Поднявшись, Скулов двумя руками вцепился в барьер и молча уставился в зал. Он хотел посмотреть и на детей — на Майку с Виктором — и на Нинель, которая так неожиданно вступилась тут за него, очень хотел, но не смог. Не мог он оторвать глаз от двух нестарых стариков, от родителей, которых он состарил, лишил сына, смысла жизни, сил и желания жить. Смотрел и молчал, и пальцы у него побелели, до того он барьер стискивал. Судья дважды напомнила, чтоб говорил, что ждут же все его последнего слова. И тогда Скулов понял, что не может он в глаза родителям убитого им парня сказать то, что задумал еще в камере: мол, три раза я в воздух стрелял, четвертый — в него. И если бы промахнулся или там осечка случилась, снова бы ружье перезарядил, а все равно бы — в него, в пьяного Эдика этого. И тогда бы уж — дуплетом, тогда бы уж — залпом, наповал, потому что он, Эдуард этот, Аню его покойную, единственную его Аню такими словами обозвал, что… Нет, не мог, оказывается, Скулов этим признанием суд над собою завершить и, не отрывая глаз от родителей погибшего Эдуарда Вешнева, сказал совсем не то, о чем думал и что собирался сказать:

— Единственно, перед кем вину чувствую, так это перед вами. Не перед ним, в которого выстрелил, не перед судом, не перед обществом вины не чувствую, хоть и виноват, знаю, а вот перед теми, кто родил, вскормил и вырастил, перед ними я виноват неоплатно. — Скулов низко, сколько барьер позволял, склонился, постоял в поклоне, а распрямившись, сказал жестко: — Прошу суд вынести мне самое тяжелое наказание. Самое тяжелое. Все. Больше говорить не буду.
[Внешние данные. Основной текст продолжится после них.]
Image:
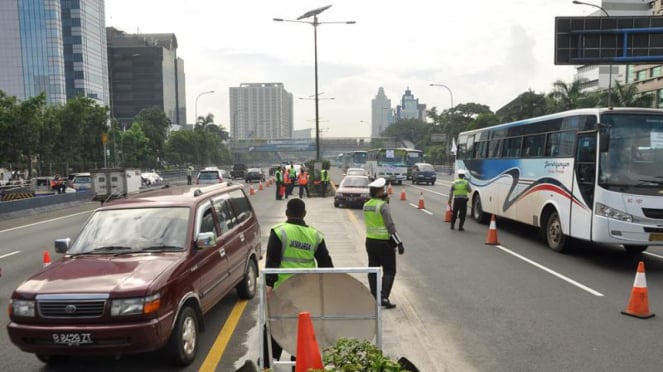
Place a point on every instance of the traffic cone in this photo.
(492, 232)
(308, 353)
(447, 214)
(638, 304)
(47, 259)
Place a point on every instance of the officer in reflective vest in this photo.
(382, 241)
(460, 190)
(324, 181)
(291, 245)
(278, 178)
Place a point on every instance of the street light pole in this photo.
(577, 2)
(203, 93)
(314, 13)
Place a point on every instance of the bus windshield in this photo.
(393, 157)
(633, 160)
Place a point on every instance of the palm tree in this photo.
(627, 95)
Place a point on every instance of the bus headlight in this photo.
(615, 214)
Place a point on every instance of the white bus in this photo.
(389, 163)
(589, 174)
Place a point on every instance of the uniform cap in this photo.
(378, 183)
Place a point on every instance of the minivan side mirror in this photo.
(205, 240)
(62, 245)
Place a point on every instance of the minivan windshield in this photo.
(135, 230)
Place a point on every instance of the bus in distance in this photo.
(587, 174)
(389, 163)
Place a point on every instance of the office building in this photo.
(260, 111)
(144, 72)
(410, 108)
(381, 113)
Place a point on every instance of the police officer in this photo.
(460, 190)
(324, 181)
(292, 245)
(382, 241)
(278, 178)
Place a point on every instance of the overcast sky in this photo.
(485, 51)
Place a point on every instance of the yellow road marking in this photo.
(223, 338)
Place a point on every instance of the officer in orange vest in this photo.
(302, 181)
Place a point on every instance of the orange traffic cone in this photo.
(308, 353)
(447, 214)
(492, 232)
(47, 259)
(638, 304)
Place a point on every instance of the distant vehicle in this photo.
(238, 171)
(254, 174)
(151, 178)
(423, 173)
(352, 191)
(140, 276)
(81, 181)
(356, 172)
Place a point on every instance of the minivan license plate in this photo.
(72, 339)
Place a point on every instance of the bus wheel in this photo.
(634, 249)
(553, 234)
(477, 211)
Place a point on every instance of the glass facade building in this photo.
(31, 50)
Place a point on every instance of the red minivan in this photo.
(140, 276)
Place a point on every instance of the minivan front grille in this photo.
(75, 306)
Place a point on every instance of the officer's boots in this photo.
(387, 283)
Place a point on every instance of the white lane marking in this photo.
(46, 221)
(9, 254)
(653, 254)
(550, 271)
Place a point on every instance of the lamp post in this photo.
(203, 93)
(577, 2)
(314, 13)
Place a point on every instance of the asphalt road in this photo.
(462, 305)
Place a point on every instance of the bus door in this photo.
(585, 177)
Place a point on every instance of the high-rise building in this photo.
(144, 72)
(381, 113)
(410, 108)
(31, 50)
(84, 40)
(261, 111)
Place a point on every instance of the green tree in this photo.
(155, 125)
(136, 151)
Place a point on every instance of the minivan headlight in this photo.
(25, 308)
(615, 214)
(136, 306)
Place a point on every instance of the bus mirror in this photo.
(604, 142)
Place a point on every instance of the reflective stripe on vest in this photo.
(375, 227)
(299, 246)
(460, 188)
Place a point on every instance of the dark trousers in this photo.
(278, 191)
(459, 211)
(381, 254)
(301, 190)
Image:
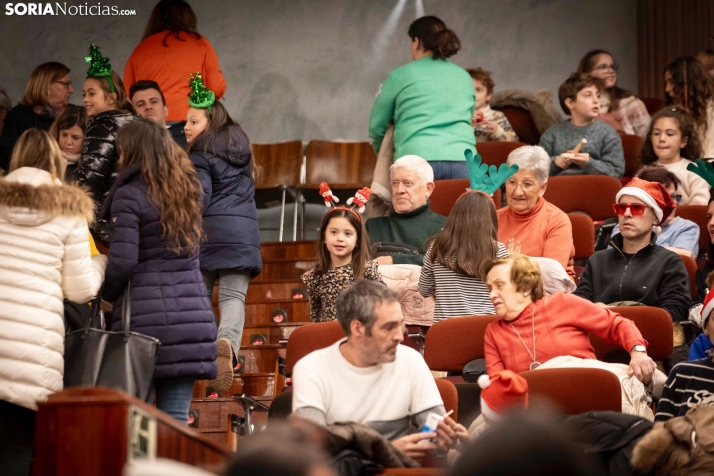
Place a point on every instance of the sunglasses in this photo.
(636, 209)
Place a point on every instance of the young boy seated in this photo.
(691, 383)
(489, 125)
(602, 154)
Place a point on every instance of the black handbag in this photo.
(99, 358)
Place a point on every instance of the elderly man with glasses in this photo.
(636, 268)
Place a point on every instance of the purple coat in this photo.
(168, 297)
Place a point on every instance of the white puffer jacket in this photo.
(44, 257)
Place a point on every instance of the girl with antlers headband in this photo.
(343, 253)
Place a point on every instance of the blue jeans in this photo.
(173, 396)
(447, 169)
(232, 286)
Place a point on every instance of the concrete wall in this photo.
(309, 69)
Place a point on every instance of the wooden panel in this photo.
(261, 358)
(340, 163)
(84, 432)
(281, 163)
(288, 250)
(667, 29)
(288, 270)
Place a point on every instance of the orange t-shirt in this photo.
(170, 66)
(545, 231)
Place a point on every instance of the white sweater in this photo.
(694, 189)
(44, 257)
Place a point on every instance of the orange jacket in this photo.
(170, 66)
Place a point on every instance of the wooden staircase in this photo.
(276, 305)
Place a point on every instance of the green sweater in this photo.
(431, 103)
(413, 228)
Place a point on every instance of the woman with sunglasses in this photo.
(618, 107)
(636, 268)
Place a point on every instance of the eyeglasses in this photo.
(635, 208)
(605, 67)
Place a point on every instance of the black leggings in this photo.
(17, 434)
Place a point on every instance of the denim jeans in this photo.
(446, 169)
(232, 286)
(173, 396)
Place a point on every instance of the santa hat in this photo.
(653, 194)
(502, 391)
(706, 309)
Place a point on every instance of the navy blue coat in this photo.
(230, 219)
(168, 297)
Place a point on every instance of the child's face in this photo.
(196, 123)
(340, 238)
(586, 104)
(667, 140)
(95, 99)
(482, 96)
Сел. В зале было тихо-тихо, даже стулья не скрипели, а Нинель Павловна всхлипывала осторожно, изо всех сил сдерживая себя. Судья пошепталась с заседателями и встала:

— Суд удаляется на совещание.

Все встали. Заседатели уже вышли, уже Скулова увели, и публика, переговариваясь, покидала зал, а Ирина Андреевна все еще складывала разбросанные по столу бумажки.

— Вас к телефону.

Голубова подняла голову. Перед нею, улыбаясь, стояла секретарь Лена.

— Скажите, что я — в совещательной комнате.

— Муж. — Лена улыбнулась еще старательнее. — Очень просит, не могла солгать. Уж извините, пожалуйста.

Внутренне проклиная эту иезуитскую улыбку, Голубова прошла в кабинет. Там были люди, кто-то с нею здоровался, кто-то о чем-то расспрашивал: она коротко ответила и взяла трубку.

— Я слушаю. — Как всякая женщина, Ирина все время помнила, что в комнате она не одна, все время слышала и то, что говорит вчерашний муж, и то, что говорит она сама, контролируя не только слова, но и интонацию. — Зачем же такая спешка? А, извини, забыла. Да, полагается три месяца на размышление. Напиши заявление об особых обстоятельствах. Это абсолютно исключено именно потому, что я работаю в этой системе. Закон есть закон, придется его соблюдать. Всего хорошего.

Она положила трубку, но настроение было испорчено: нашел время напоминать о разводе, и Леночка эта назло рядом торчала со своей ухмылочкой. Конечно, студенточку не уговоришь потерпеть с родами, и товарищ доцент до смерти боится, что она родит до того, как он получит развод с Ириной и распишется с Наташей.

Ах, сильный пол, до чего же ты труслив и жалок…

— Опять — вас, — сказала Лена, протягивая трубку и улыбаясь уже почти с торжеством. — Женский голос. С ледяным оттенком.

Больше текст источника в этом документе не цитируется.